Each sample I have behaves like:
$$ {S}^D=\left\{\mathbf{x}=[x_1,x_2,\dots,x_D]\in\mathbb{R}^D \,\left|\, x_i>0,i=1,2,\dots,D; \sum_{i=1}^D x_i=1 \right. \right\} $$
In order to embed the high-dimensional data for visualization into a low-dimensional space of two or three dimensions, I use different methods with respect to $Euclidean$ distances, for example t-SNE
In order to maintain distances with respect to Aitchison geometry I use the Central Logratio Transformation (CLR) before applying the dimensional reduction:
$$ \operatorname{clr}(x) = \left[ \log \frac{x_1}{g(x)} \cdots \log \frac{x_{D-1}}{g(x)} \right] $$
where $ g(x) $ is the geometric mean of the sample.
$ clr $ has shown significant improvement in visualizing the data, and preserving its natural patterns (measured by tightness of pre-known clusters in the data).

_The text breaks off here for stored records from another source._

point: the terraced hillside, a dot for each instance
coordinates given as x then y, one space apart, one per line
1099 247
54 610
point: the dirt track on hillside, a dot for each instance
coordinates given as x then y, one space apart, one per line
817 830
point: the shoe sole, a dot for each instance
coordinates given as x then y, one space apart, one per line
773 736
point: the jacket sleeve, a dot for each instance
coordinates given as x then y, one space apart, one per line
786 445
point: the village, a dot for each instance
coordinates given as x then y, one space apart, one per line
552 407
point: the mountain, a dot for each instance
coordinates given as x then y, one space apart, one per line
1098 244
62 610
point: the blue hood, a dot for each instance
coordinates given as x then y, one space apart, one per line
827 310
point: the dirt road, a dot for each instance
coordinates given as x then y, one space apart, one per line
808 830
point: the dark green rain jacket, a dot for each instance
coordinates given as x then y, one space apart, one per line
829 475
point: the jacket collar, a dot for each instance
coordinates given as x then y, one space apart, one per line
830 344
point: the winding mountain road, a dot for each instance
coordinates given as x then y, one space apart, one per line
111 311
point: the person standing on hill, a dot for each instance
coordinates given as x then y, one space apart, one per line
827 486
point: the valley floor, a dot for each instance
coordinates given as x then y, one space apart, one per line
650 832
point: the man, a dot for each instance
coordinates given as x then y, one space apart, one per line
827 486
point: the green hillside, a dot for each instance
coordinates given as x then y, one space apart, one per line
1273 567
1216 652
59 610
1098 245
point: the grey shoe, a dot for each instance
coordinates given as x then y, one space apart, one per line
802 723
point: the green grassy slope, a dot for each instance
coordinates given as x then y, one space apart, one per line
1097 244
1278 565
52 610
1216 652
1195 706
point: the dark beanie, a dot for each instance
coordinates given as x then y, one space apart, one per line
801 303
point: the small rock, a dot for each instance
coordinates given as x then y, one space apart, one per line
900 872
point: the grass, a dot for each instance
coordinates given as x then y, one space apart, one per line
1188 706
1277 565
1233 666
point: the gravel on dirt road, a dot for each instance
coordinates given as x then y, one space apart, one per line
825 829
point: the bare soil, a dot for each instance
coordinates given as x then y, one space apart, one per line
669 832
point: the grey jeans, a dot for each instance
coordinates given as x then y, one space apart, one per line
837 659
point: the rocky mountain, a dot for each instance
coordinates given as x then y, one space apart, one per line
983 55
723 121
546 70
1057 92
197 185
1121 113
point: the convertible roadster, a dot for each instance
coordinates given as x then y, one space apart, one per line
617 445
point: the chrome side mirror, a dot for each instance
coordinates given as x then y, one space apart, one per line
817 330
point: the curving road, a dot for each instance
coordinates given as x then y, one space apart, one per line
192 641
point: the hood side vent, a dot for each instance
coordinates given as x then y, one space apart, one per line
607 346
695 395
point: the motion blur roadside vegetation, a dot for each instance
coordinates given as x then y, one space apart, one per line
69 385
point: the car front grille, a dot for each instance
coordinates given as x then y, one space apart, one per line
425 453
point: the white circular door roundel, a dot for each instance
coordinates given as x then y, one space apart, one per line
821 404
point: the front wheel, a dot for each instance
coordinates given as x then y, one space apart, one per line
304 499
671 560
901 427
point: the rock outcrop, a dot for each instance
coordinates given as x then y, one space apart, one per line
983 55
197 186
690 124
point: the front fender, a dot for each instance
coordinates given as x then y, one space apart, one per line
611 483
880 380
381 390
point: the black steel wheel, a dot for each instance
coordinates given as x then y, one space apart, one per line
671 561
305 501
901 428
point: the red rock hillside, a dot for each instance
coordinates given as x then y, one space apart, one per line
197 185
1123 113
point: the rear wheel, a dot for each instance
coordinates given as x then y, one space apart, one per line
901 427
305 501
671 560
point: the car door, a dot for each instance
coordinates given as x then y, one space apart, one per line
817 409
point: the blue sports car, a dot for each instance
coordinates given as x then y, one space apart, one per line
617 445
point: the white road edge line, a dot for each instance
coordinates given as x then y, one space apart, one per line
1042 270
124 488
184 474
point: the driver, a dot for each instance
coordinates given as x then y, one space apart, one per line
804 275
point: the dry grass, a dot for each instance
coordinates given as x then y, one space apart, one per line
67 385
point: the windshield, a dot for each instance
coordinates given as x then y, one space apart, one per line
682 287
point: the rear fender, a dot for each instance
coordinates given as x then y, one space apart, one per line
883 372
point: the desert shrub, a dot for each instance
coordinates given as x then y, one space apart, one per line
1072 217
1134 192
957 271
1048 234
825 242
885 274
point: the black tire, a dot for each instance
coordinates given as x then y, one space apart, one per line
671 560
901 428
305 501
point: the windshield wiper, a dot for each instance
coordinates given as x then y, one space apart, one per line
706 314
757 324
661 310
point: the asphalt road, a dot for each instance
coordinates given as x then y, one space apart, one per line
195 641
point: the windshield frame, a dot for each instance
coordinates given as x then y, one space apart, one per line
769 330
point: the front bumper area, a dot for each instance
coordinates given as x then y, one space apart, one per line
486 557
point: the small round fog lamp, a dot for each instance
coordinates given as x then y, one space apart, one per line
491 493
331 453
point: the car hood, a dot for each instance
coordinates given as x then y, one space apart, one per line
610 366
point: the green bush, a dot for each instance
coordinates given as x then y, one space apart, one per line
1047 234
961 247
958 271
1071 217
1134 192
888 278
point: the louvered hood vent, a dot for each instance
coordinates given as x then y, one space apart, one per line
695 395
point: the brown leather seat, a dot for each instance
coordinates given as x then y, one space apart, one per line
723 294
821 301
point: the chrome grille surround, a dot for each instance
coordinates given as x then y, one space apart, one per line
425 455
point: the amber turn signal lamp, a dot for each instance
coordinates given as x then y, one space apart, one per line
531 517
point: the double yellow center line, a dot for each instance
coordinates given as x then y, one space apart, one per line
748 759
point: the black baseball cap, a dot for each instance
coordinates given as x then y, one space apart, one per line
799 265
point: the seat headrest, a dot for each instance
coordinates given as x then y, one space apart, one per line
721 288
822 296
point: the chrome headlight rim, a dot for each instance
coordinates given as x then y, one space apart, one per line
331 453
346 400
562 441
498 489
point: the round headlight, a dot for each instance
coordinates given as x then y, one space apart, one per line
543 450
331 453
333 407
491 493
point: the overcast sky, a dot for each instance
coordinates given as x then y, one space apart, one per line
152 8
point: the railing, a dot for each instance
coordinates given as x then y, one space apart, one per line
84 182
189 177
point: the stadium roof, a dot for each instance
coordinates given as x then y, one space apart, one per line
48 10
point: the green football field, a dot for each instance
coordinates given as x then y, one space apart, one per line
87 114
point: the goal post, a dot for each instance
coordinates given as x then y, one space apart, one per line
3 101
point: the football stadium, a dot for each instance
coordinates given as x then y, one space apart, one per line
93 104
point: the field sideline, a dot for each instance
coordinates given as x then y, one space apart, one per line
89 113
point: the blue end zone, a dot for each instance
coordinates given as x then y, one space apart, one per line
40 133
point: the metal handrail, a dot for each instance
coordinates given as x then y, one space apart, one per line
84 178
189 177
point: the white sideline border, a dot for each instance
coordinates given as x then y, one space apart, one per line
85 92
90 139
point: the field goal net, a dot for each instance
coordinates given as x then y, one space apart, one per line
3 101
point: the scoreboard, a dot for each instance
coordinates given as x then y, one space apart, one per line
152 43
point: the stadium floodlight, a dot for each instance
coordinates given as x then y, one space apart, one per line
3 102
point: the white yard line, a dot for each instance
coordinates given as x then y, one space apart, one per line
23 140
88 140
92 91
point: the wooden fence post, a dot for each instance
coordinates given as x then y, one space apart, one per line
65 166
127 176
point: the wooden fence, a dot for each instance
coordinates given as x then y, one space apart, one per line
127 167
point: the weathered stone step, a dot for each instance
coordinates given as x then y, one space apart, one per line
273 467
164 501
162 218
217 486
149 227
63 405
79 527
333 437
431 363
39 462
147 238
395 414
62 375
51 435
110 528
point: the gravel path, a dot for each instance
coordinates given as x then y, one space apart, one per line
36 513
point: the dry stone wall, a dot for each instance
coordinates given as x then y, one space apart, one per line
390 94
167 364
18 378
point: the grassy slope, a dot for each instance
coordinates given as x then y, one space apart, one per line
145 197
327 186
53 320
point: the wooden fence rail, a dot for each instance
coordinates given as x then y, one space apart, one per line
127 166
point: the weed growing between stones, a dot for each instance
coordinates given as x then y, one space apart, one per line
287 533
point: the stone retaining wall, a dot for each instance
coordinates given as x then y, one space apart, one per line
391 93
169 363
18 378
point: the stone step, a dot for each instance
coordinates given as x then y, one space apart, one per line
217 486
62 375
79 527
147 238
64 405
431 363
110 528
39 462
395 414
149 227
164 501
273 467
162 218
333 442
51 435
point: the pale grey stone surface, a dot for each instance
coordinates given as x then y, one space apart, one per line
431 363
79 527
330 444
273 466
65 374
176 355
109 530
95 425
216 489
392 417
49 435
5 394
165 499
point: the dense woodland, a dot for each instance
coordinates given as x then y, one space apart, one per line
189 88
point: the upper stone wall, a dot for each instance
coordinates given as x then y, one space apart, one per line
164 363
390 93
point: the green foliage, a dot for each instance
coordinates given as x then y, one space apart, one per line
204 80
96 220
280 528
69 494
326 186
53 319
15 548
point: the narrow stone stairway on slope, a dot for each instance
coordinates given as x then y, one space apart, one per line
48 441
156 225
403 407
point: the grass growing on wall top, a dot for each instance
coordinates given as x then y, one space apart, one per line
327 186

However, I get very similar improvements by simply applying $Log$ transformation to the data:
$$ \operatorname{log}(x) = \left[ \log x_1 \cdots \log x_{D-1} \right] $$
$Log$ captures a lot of the essense of the $clr$, but I want to prove that $clr$ is the right way to go when trying to preserve $Euclidean$ distances in the data.
To try that, I have tested the 2D case of two points along the Aitchison simplex:
$$ A = \left[0.1, 0.9 \right], C = \left[0.9, 0.1 \right] $$
In order to move from point $A$ to $C$ along the simplex I have to traverse via point $ B = \left[0.5, 0.5 \right] $:
In the $clr$ space the Euclidean distances are preserved in a way that:
$$ d(clr(A), clr(B)) + d(clr(B), clr(C)) = d(clr(A), clr(C))$$
However in $Log$ space we get the following behavior:
$$ d(log(A), log(B)) + d(log(B), log(C)) > d(log(A), log(C))$$
Which indicates the $Log$ can distort the Euclidean distances in a way that might create problems.
Is there a better way to prove that $clr$ or similar transformation that maintain Aitchison geometry are superior in such cases?